He simply increased the annual LIHEAP checks sent to affected families from $1 to $20.

Presto: 300,000 families will continue receiving excessive SNAP benefits. New York will spend $6 million (300,000 times $20) to ensure that an estimated $457 million per year in benefits continues to be overpaid.

Cuomo’s maneuver has proven too much for other governors to resist. Connecticut Democrat Dannel Malloy quickly followed suit, at an annual taxpayer cost of $67 million. Even alleged Republican Tom Corbett of Pennsylvania has sold out, at a cost of $300 million. Thus, barring new legislation or President Obama using his authoritarian instincts to actually save money (good luck with that), about half of the $8.6 billion Congress allegedly claimed it would save over five years has already evaporated. Other states will surely follow suit.

The social welfare community is naturally pleased as punch, because it believes that SNAP benefit levels are too low. They seldom if ever make serious arguments about benefit levels or how the calculation formulas should be changed in front of Congress, which I take as an indication that they don’t have a case.

Most local press accounts clearly favor the governors’ moves. National press coverage has been sparse, perhaps because Politico, which at least described Cuomo as having “gamed” the law, is often the go-to place where stories worthy of wide national attention get buried. (Other national outlets seem to say, “Well, Politico already covered it, so we don’t have to.”)

On Friday, Republicans in Congress signaled their intention to try to, in House Speaker John Boehner’s words, “stop this cheating and this fraud from continuing.”
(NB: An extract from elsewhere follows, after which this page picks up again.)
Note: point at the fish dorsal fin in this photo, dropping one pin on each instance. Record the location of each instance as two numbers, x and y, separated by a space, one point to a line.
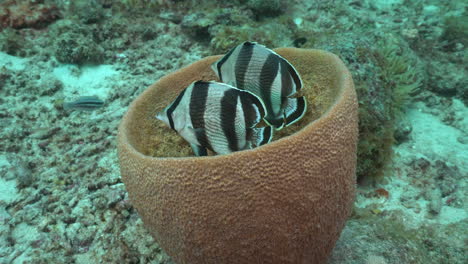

If President Obama or any Democrat in Washington really objects to what Cuomo and his co-conspirators have done, I haven’t heard about it. Their silence makes me wonder if they let the farm bill become law because they knew that “creative” governors would quickly get around it. If so, the “stupid party” once again got outsmarted.

SNAP’s goal should be to keep people with inadequate financial resources from inadequate nutrition. Unfortunately, the real objective for far too long has been to convert the program into an automatic entitlement any time one suffers even a small break or a temporary steep reduction in their income.

Thirty-eight states have eliminated the program’s old “asset test,” which kept households with over $2,500 in the bank from receiving benefits (oh, the inhumanity!). Over 30 states have also increased the program’s income eligibility threshold from the long-established 130 percent of the federal poverty level to as high as 200 percent. This has enabled some normally high-earning and well-off households with tens of thousands of dollars in liquid assets whose breadwinners are temporarily unemployed to qualify.

This whole episode demonstrates how difficult if not impossible it will be to get federal spending, 70 percent of which consists of payments to individuals, under control before national insolvency “solves” the problem in a very painful way.